I have met others like me and it was crazy to hear my words in their mouth when before people would either look at me as if I were nuts or would basically run away from me.
Meeting others like me who use their abilities to do things I don’t agree with made me realize that my choices tell me a little who I am and I have been searching more in depth who I was before coming here and who I am expected to become.
Yet this entanglement between who I am and what I am either here or there and it goes both ways has made me look at things the way I have when I was a teenager (until I understood I was crazy and I needed to stop of course) but with more of the knowledge I was hoping to have someday.

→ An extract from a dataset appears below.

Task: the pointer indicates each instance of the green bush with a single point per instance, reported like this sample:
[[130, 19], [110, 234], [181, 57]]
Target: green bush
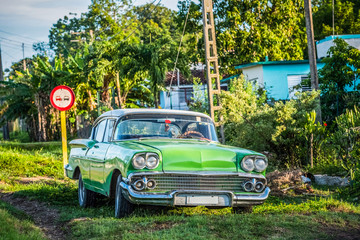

I am often grateful and humbled by the blessing of knowing what I know now. I am grateful for the confidence it gives me in my choice and the solace and serenity I find in my life. I am humbled by what I can see from the little cleaning of my dark glasses (Ray this is for you) as it makes it an emergency to learn to love the way Christ did because it is the only way to be saved really.
There is nothing that the love I can show will really change. Yet it can help someone face another day until they can the answer they needed to feel and be better.
I know understand how what I can do is both small and nothing to brag or to be ashamed about but it can have enormous consequences. I knew it before and I had experienced it but always as a recipient of someone else’s deeds.
There is also something I don’t understand concerning this whole matter. The more I want to follow the path He wants me to take the more it seems that I am deriving from it. I am not talking about “opposition” I am talking about praying to know His will and having the only path I thought was the wrong one opening before me.
Yet what I have learned and I know is that the most important is what I desire really and my relationship with Him. Hopefully someday it will all make sense.